On Capitol Hill, some Republicans insist their health care overhaul could be saved in the short term.

Yet party leaders — backed by outside groups — are signaling that they would probably move on to taxes.

Republicans hoped the issue would bring some party unity, even as realists in Washington view the a tax overhaul — something that hasn’t happened in more than 30 years — as one of the most complex legislative projects possible.

The Trump administration has become engulfed in internal drama over personnel and personalities. Mr Trump on Friday ousted his chief of staff, Reince Priebus, replacing him with Homeland Security Secretary John Kelly.

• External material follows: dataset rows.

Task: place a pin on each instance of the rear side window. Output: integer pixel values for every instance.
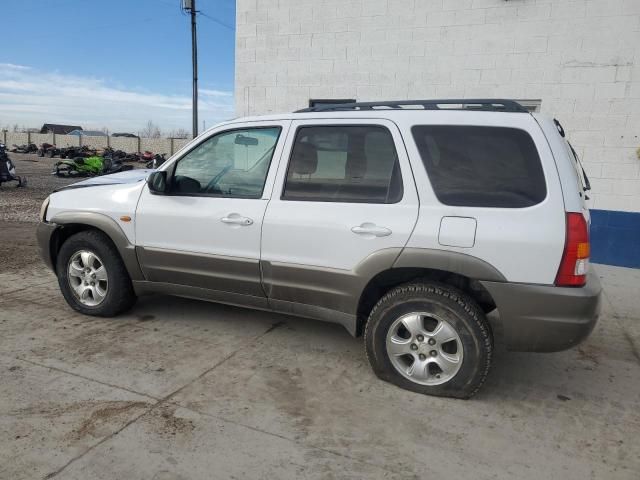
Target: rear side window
(343, 163)
(481, 166)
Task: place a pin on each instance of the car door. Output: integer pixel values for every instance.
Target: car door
(344, 205)
(205, 231)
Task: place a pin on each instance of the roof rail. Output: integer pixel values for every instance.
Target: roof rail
(481, 104)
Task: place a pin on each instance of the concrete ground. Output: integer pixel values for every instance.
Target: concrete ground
(181, 389)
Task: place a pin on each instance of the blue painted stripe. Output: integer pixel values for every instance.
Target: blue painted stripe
(615, 238)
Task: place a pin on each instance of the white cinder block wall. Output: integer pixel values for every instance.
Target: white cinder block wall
(581, 58)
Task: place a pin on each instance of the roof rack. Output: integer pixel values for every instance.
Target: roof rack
(481, 104)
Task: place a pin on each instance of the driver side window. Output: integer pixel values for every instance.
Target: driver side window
(230, 164)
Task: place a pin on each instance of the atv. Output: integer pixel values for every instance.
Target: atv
(48, 150)
(8, 169)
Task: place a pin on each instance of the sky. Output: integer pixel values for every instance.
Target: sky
(114, 64)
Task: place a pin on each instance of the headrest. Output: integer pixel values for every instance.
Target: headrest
(305, 159)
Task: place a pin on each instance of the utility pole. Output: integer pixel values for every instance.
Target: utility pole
(191, 6)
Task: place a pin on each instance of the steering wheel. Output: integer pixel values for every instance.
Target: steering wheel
(212, 185)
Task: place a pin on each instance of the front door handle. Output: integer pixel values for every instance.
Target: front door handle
(236, 219)
(371, 229)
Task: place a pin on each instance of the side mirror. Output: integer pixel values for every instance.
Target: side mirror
(157, 182)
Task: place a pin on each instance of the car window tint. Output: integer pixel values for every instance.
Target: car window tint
(481, 166)
(349, 163)
(231, 164)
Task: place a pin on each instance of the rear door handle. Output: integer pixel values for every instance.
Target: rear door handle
(371, 229)
(236, 219)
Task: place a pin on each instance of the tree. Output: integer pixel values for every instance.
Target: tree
(151, 131)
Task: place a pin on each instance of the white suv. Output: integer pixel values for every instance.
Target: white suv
(407, 222)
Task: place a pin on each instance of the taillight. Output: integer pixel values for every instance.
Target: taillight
(575, 259)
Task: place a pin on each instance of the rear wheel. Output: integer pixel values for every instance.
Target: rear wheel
(429, 338)
(92, 276)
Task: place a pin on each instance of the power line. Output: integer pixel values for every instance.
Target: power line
(213, 19)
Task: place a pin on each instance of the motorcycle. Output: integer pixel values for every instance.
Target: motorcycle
(89, 167)
(24, 148)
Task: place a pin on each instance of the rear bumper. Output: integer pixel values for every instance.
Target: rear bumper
(540, 318)
(44, 232)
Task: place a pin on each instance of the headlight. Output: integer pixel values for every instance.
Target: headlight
(43, 209)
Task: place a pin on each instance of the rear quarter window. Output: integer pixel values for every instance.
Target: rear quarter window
(481, 166)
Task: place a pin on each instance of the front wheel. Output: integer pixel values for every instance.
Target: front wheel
(92, 276)
(429, 338)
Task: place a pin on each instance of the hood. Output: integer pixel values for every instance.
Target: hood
(130, 176)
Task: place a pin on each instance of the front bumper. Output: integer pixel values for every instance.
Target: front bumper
(44, 232)
(541, 318)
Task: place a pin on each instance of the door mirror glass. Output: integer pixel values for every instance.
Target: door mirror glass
(157, 182)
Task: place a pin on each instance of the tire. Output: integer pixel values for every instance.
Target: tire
(109, 297)
(451, 314)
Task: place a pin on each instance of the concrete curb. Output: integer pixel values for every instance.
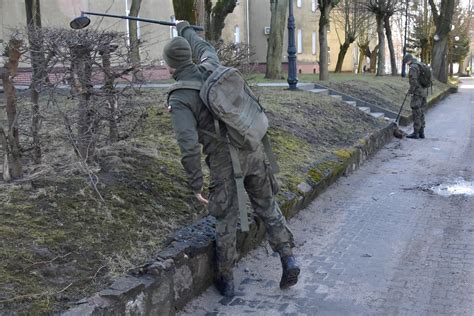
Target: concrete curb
(184, 268)
(407, 120)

The president did not appear to share conservatives’ outrage about the Senate’s vote, but repeated his promises to remake the health system.

“You can’t have everything,” Mr Trump said, adding: “We’ll get it done. We’re going to get it.”

Around the country, Republican voters continue to support efforts to repeal former President Obama’s health law, even if there is little agreement on an alternative.

A CNN poll released last week found that 83% of Republicans favour some form of repeal, while only 11% of Republicans want the party to abandon the repeal effort. Among all adults, 52%of voters favour some sort of repeal, with 34% favoured repeal only if replacement could be enacted at the same time.

“The political pressure on something like this is real,” said Republican strategist Mike Shields. “I don’t think this is over.”

Like other Republican operatives, Shields said the party’s ability to enact the rest of Trump’s agenda — taxes, infrastructure and the border wall — could help “mitigate how upset people will be” about health care.

“If this is part of a general trend,” he said of Republicans’ governing struggles, “I think that can be pretty disastrous for 2018.”

Republicans will be held responsible for negative economic fallout from the current health system’s failure, said Paul Shumaker, a Republican pollster.

As early as October, voters are likely to see increased costs as insurance companies notify people about their new rates. By next October, it will be too late to unlink Republicans from the problem, Mr Shumaker said.

For now at least, many Trump supporters blame the Republican Party’s problems on its leaders in Congress.

“They certainly didn’t have their house in order,” said Larry Wood of Waynesboro, Virginia, who voted for Mr Trump only after supporting Ohio Governor John Kasich in the 2016 Republican primary. The 69-year-old retired homebuilder says the failure falls at the feet of Congress.

Mr Trump seems content to let the current system collapse.

“As I said from the beginning, let ObamaCare implode, then deal. Watch!” he said in a tweet.